Suffice to say, investors have been taken on one heck of a roller coaster ride. When we last checked in to the indicator in June, sentiment was nicely perched in the Extreme Greed zone. Prior to that in March the index was again in Extreme Fear, but nothing like it is now. As of this writing, the index was posting an 8 indicating, Uber Extreme Fear (we added the Uber). In the time we have been observing this index, it has never reached into the single-digits.
When you break down the indicators used, it’s a pretty ugly picture.
- The S&P 500 is 2.03% above its 125-day average, compared to 4.94% in June. During the last two years, the S&P 500 has typically been further above this average than it is now, indicating that investors have become less confident in market returns going forward.
- During the last five trading days, volume in put options has lagged volume in call options by 38.96% (vs 45.64% in June) as investors make bullish bets in their portfolios.
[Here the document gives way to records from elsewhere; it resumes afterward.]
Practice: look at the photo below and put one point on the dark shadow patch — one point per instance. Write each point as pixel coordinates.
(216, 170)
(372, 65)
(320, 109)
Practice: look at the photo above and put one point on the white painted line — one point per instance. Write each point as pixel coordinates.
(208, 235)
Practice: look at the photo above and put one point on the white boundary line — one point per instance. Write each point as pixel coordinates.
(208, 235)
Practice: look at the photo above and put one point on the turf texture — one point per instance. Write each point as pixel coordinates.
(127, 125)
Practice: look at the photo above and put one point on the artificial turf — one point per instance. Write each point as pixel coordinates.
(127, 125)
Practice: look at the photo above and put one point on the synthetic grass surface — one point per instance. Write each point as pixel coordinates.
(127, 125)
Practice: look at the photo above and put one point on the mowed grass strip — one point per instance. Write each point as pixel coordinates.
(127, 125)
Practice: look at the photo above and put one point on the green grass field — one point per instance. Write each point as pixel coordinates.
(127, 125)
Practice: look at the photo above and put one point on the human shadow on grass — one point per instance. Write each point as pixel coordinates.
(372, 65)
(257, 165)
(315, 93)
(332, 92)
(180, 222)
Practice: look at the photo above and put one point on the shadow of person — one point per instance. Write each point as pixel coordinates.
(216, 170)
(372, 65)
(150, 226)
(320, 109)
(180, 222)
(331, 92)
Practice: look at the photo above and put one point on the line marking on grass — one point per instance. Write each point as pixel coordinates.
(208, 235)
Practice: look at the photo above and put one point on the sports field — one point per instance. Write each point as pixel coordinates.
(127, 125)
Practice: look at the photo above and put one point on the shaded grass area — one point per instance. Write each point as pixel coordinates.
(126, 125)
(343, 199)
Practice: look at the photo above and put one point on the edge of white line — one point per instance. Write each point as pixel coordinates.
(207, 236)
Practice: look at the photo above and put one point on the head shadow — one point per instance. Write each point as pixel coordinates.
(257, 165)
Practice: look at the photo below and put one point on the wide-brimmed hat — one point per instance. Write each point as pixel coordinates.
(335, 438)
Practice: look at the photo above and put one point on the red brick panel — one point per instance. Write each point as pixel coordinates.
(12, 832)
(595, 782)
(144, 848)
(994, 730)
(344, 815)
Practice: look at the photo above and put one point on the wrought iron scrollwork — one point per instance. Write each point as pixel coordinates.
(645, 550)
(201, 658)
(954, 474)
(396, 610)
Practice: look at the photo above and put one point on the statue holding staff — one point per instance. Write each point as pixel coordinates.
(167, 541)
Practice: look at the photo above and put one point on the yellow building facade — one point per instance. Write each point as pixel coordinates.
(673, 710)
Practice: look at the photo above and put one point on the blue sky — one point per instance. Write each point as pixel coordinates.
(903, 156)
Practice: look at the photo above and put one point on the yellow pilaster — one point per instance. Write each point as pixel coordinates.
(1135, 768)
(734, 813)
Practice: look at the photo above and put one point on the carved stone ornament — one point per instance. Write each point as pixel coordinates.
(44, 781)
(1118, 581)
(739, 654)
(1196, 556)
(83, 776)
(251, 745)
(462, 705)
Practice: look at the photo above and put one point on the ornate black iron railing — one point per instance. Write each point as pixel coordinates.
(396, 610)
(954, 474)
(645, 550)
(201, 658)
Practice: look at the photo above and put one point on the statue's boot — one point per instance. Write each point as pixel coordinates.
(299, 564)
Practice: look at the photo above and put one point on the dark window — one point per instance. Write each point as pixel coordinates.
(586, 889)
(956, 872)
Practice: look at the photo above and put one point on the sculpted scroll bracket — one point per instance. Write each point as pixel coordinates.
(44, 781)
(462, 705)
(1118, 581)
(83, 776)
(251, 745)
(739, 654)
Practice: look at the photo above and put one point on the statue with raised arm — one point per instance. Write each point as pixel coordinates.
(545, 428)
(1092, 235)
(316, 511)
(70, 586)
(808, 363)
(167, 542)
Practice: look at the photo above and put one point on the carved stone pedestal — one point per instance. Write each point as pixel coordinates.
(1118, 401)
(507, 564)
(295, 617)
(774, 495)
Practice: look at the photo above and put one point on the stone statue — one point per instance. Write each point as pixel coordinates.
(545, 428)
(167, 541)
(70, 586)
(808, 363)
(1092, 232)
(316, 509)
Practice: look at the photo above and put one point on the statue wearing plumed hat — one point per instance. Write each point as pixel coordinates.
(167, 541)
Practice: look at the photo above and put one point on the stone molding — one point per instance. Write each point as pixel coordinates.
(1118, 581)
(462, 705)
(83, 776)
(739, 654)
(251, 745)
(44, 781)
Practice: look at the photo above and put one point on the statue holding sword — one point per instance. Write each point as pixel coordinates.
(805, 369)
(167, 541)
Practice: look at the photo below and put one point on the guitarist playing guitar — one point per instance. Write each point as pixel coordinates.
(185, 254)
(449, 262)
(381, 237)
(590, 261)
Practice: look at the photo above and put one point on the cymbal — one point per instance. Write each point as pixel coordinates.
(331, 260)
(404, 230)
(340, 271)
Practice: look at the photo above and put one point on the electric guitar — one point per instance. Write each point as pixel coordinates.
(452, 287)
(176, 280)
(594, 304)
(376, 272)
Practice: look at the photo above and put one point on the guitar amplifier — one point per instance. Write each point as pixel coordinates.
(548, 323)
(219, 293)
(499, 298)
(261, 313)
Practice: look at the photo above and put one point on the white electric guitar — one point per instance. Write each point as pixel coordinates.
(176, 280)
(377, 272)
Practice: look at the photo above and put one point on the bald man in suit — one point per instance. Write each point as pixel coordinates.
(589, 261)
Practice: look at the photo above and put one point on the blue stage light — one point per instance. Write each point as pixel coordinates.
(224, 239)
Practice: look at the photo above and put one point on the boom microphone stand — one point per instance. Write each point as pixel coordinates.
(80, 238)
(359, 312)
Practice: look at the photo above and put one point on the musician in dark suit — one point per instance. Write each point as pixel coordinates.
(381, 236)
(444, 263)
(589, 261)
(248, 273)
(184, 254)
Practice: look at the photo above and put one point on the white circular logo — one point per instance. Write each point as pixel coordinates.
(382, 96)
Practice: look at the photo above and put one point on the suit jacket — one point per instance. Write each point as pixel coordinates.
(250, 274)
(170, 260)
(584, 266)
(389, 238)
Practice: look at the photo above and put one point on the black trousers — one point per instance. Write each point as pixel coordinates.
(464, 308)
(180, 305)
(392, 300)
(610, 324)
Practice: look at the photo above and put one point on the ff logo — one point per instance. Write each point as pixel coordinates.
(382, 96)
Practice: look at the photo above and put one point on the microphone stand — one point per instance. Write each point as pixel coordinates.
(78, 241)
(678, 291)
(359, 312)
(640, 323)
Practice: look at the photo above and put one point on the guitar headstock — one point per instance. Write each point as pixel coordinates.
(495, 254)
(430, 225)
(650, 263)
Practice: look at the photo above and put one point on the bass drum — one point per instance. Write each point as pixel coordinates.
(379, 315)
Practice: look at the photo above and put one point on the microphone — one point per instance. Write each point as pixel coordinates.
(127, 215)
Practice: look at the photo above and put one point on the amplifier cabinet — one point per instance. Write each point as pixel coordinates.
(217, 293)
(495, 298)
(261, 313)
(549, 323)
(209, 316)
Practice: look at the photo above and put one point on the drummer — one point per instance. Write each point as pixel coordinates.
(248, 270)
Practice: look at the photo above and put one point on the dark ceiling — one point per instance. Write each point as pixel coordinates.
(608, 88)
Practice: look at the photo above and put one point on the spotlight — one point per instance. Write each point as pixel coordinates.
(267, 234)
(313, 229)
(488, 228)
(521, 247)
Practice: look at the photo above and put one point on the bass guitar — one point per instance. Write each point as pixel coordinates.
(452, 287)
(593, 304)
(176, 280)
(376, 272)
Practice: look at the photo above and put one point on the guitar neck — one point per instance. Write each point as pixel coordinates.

However, this is still among the highest levels of put buying seen during the last two years, indicating extreme fear on the part of investors.
- Bonds have outperformed stocks by 2.64 percentage points during the last 20 trading days. This is opposite from June where stocks were outperforming bonds by 3.09 percentage points. This is close to the weakest performance for stocks relative to bonds in the past two years and indicates investors are fleeing risky stocks for the safety of bonds.
- The McClellan Volume Summation Index measures advancing and declining volume on the NYSE. During the last month, approximately 0.64% more of each day's volume has traded in advancing issues than in declining issues (In June is was 13.88%) This indicates that market breadth is worsening, though the McClellan Oscillator is still towards the lower end of its range for the last two years.
- The CBOE Volatility Index (VIX) is at 13.82 and remains stubbornly entrenched in the lower teens. This is a neutral reading and indicates that market risks appear low. Complacency appears to be rampant.
- The number of stocks hitting 52-week highs exceeds the number hitting lows but is at the lower end of its range, indicating extreme fear.
- Investors in low quality junk bonds are demanding 2.21 percentage points in additional yield over safer investment grade corporate bonds. In June the spread was 2.16 percentage points. This spread remains higher than what has been typical during the last two years and indicates that investors are highly risk averse.
And yet…the stock market indexes trudge along to near record highs. There have been a lot of stops and starts, mostly as a result of geopolitical flare-ups, but the stock market seems to have an extra thick layer of Teflon. Nothing seems to be sticking to it. As long as interest rates continue to track at next to nothing, the environment is there to pick up yield, which is a heck of a lot better than lending it out. Euro rates are now negative. Germany 2-year bonds are posting negative rates.